By Cy White, Photo courtesy of Phyllis Everette

Beggars can’t be choosers. Or so the phrase goes. However, to Phyllis Everette, founder of Saffron Trust Women’s Foundation, choice isn’t a privilege set aside for a select few. Those who are most underserved have every right to luxuries society’s elite only deigns to have. Black mothers in particular, who face the unique circumstance of alarmingly high mortality rates during and post childbirth, should never have to beg for the right to live comfortably.

Like many single mothers of color, heartbreak marred Everette’s life. “I raised three children single-handedly, no fathers around,” she says. “My oldest child, my son, his father left when he was a year old. Then seven years later, I got married and the guy I married was abusive. I left him after my daughter was a week old.”

These experiences informed Everette’s life of service. She has a deep history of nonprofit work. Including helping women in the Congo, Kosovo, Nigeria and Afghanistan through Women for Women International. When the New Jersey native eventually settled in Austin in 2016, she had no real understanding of the landscape of the area as far as nonprofits specific to Black and brown women and mothers.

“I have to do something.”

“I came here to work for Dell,” she says. “Worked there for two years. A friend of mine who knew me from New Jersey and knew all the work I did introduced me to a nonprofit organization here in Austin that was a women’s health care organization. I became a program director for that organization…and had to learn everything there was about women’s health care. The first thing I stumbled upon was maternal mortality numbers in Austin. The amount of Black and brown women that were dying during childbirth.”

The lack of real attention to single mothers of underserved communities raised serious alarm bells for Everette. “I could not sleep,” she says. “Read every article. I could not understand how the mortality numbers could be so high in a state that everybody says is the best place to live. I was like, ‘Oh my god, I have to do something.’”


Thus in 2018 she opened Saffron Trust Women’s Foundation (a take on her pseudonym from her time writing for the Grit and Grace Project). Where Saffron Trust differs from most organizations is in how it addresses very real emotional, mental and physical strain. Known as the allostatic load, it’s a perpetual wear and tear on the body unique to Black women from an internalized and historical PTSD. The deaths of George Floyd and Breonna Taylor, the constant worry that when a loved one walks, jogs or drives somewhere they won’t come back. For Black women in the U.S., this is real trauma that never really dissipates. It’s this trauma Everette has tasked herself to not only address, but remedy.

A Chance for More

“Saffron Trust looks to reduce and create positive health outcomes in women of color,” she says. “We start with my signature platform: Trendsetting the Table. I partner with five-star restaurants throughout Austin that open up their doors and feed women nutritional, healthy food that they prepare,” she continues. “It creates nutritional impact, community and a new beginning for women. That one event starts the wrap-around services and the resources we offer.”

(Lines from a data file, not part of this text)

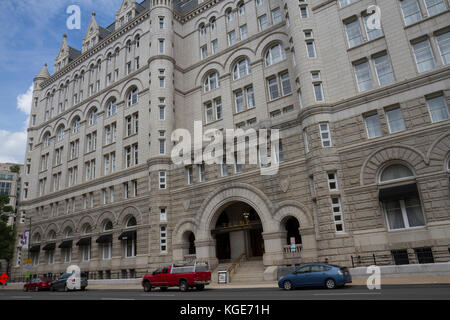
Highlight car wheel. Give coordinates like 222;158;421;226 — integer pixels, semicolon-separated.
143;281;152;292
179;280;188;292
325;278;336;289
50;285;55;292
35;286;39;292
283;280;293;291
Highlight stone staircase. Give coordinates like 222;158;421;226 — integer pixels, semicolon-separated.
212;258;265;283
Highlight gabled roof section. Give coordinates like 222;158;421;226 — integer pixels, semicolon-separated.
115;0;138;30
54;34;81;72
82;12;111;53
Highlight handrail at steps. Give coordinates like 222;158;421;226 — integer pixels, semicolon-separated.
227;252;247;282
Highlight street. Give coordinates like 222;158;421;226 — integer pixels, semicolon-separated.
1;284;450;300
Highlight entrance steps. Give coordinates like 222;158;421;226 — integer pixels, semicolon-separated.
211;259;266;283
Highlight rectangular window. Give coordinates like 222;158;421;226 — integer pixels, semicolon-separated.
159;106;165;120
159;171;166;189
327;172;339;190
267;77;279;100
234;153;243;173
386;107;406;133
363;13;383;41
272;8;282;24
212;39;218;54
365;113;383;138
159;139;165;155
215;98;223;120
258;15;268;31
345;19;363;48
228;31;236;46
313;83;324;102
160;226;167;252
200;45;208;59
186;167;193;185
426;95;449;122
159;16;165;29
354;61;373;92
384;194;425;230
205;102;213;124
102;242;112;260
415;247;435;264
400;0;422;26
339;0;358;7
331;197;345;232
240;25;248;40
158;39;165;54
436;31;450;65
280;72;292;95
424;0;447;16
300;6;309;18
198;164;206;182
110;187;115;203
235;90;245;112
246;87;255;109
160;208;167;222
412;39;436;73
373;54;394;86
319;122;332;147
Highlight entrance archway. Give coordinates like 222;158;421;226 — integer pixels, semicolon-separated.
283;217;302;246
211;201;264;262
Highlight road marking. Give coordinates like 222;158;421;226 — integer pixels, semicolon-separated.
313;292;382;296
11;296;32;299
101;298;135;300
140;294;176;297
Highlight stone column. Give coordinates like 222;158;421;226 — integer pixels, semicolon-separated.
261;231;285;266
195;239;218;270
299;227;318;261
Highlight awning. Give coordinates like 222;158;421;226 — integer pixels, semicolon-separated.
76;237;91;246
96;234;112;244
118;230;137;240
58;240;73;249
42;243;56;251
29;245;40;253
379;183;419;201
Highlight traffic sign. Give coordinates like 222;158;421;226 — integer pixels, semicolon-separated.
25;258;32;264
0;273;8;285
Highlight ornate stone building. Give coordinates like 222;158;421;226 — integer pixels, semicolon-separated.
12;0;450;281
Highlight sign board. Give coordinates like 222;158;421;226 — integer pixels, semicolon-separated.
218;270;228;284
25;272;31;279
0;273;8;285
290;237;296;252
22;230;30;249
25;258;32;264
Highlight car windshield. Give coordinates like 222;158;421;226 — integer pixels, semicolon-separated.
60;273;70;279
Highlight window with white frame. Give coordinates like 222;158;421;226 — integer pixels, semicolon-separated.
160;226;167;252
272;8;282;24
363;12;383;41
160;208;167;222
240;25;248;40
198;164;206;182
436;31;450;65
200;45;208;60
102;242;112;260
258;14;269;31
354;60;373;92
306;40;316;58
400;0;422;26
344;18;363;48
186;166;193;185
364;113;383;138
327;172;339;190
211;39;218;54
158;39;165;54
331;197;345;232
319;122;332;147
313;82;324;102
159;171;166;189
204;72;219;92
88;108;98;125
299;5;309;18
233;58;251;80
228;30;236;46
226;8;234;22
106;99;117;117
265;44;286;66
412;39;436;73
423;0;447;17
385;107;406;133
426;94;449;123
373;53;395;86
339;0;357;7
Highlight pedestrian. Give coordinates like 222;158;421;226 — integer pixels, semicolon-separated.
324;258;329;264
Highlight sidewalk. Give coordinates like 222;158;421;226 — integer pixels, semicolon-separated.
1;276;450;291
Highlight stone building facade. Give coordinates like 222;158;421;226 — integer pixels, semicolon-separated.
12;0;450;280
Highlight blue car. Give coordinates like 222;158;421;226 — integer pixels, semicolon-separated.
278;264;352;290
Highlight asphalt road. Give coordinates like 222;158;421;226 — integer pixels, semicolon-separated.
1;284;450;300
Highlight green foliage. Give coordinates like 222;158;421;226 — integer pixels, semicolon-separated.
0;193;15;261
9;164;20;173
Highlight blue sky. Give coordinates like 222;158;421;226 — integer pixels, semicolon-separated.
0;0;123;163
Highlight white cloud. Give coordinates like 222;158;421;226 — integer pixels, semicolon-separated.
16;84;33;115
0;84;33;164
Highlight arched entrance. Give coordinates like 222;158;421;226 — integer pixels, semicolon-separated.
211;201;264;262
283;217;302;246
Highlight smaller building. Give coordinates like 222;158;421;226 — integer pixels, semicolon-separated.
0;163;23;226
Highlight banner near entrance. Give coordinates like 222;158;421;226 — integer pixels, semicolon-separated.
22;230;30;249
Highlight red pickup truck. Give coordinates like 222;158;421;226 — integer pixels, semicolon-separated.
142;261;211;292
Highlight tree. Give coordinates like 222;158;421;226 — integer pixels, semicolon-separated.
9;164;20;174
0;194;16;274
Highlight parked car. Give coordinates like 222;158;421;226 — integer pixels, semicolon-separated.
278;264;352;290
23;278;51;292
142;261;211;292
50;273;88;292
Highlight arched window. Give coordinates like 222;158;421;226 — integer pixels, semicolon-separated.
64;227;73;238
126;40;132;53
97;59;102;72
104;220;113;232
126;217;137;228
32;233;41;244
204;72;219;92
238;1;245;15
72;117;81;134
199;23;206;36
48;230;56;240
265;44;286;66
210;17;216;31
226;8;234;22
57;126;65;141
43;132;51;147
82;224;92;235
106;98;117;117
107;53;112;64
447;158;450;170
188;233;196;255
88;108;98;125
380;164;414;183
114;48;120;63
127;87;139;107
135;35;140;48
233;58;251;80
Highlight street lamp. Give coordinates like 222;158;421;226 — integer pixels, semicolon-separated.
242;212;250;224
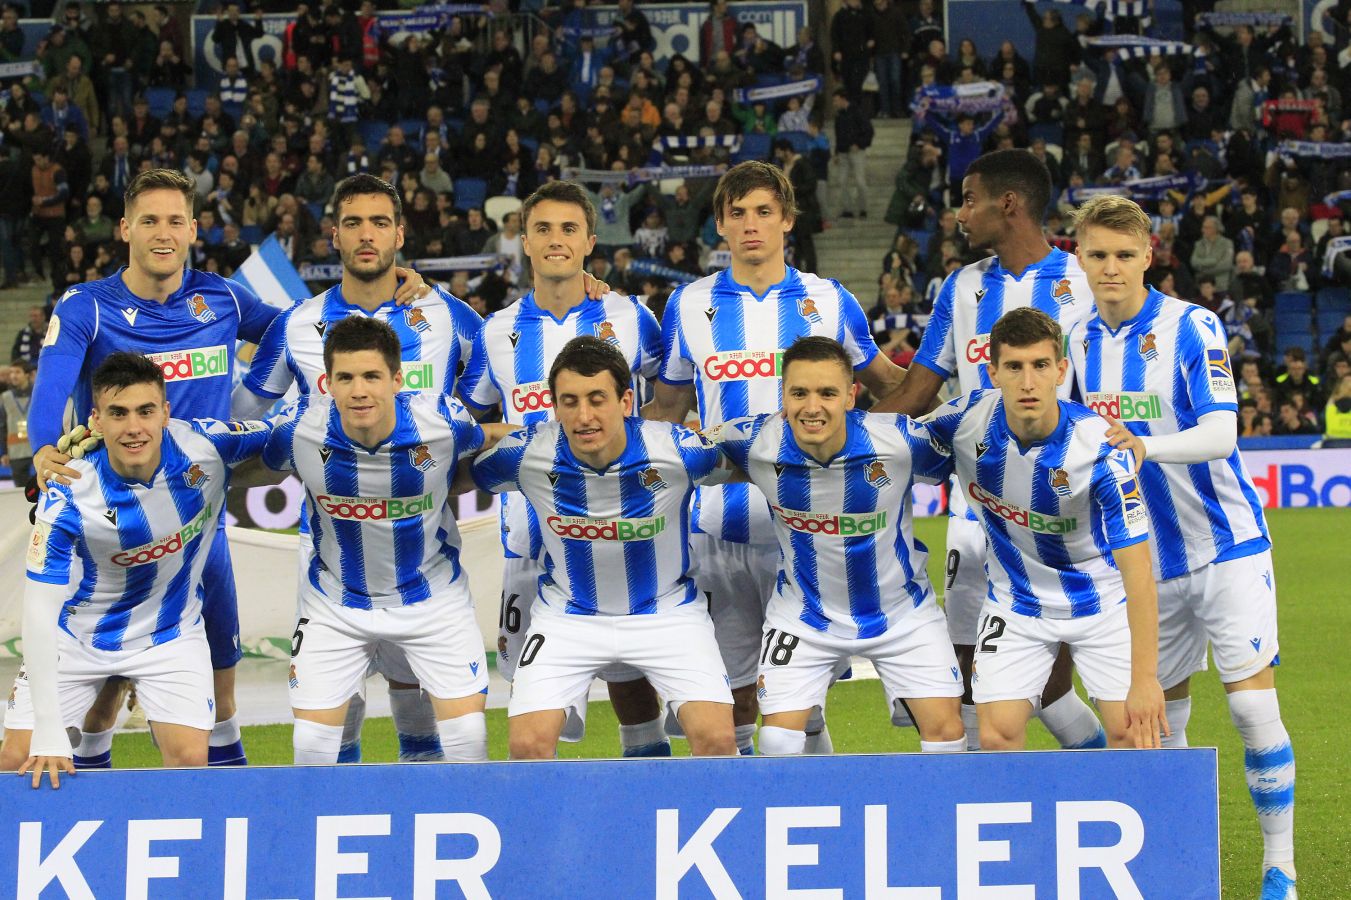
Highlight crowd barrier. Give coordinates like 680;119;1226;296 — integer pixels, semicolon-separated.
0;748;1219;899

Everything from diapers, to sanitary products, to partnerships with the Austin Ballet—“So every Black woman who wants their children to experience the arts can have a chance.” Everette is dedicated to giving Black mothers the resources they need to ensure their families live comfortable, enriching lives.

“People only think a woman needs help with her electric bill or her rent. But there’s a whole donut hole that people are not even looking at. Sanitary products aren’t even part of the anti-poverty program.”

A chance conversation with a friend of hers who worked for New Entry, a drug treatment and rehabilitation program that provides affordable residential options for those recovering, gave her another avenue to explore.

“When I think about my struggle and the tears and the nights that I cried on my pillow,” she says, “I know what it means to get into bed on a cheap mattress or an air mattress and just wrap myself up in 600- to 800-thread count sheets, knowing that my children had a good night’s sleep. I went straight to five-star hotels and said, ‘I need your bedding, don’t throw it away.’ Within a week, I was able to supply that program with enough linen for women to sleep on for the next two years.”

The Love of a Mother

Saffron Trust Women’s Foundation is predicated on the notion that Black single mothers shouldn’t have to choose between healthy meals and the dregs deposited in the various food deserts and swamps peppering lower-income neighborhoods in Austin. Or sacrifice a good night’s rest for their children because they’re not given equitable resources.

All of this work stems from the love a mother has for her children. “My children became my biggest heroes. They planted seeds in me to be a better woman. There’s nothing I wouldn’t do for the three of them. It was the community, the advocacy and the resources that were available that helped propel them to be such leaders.”

Phyliss Everette passes these on to other Black single mothers in Austin.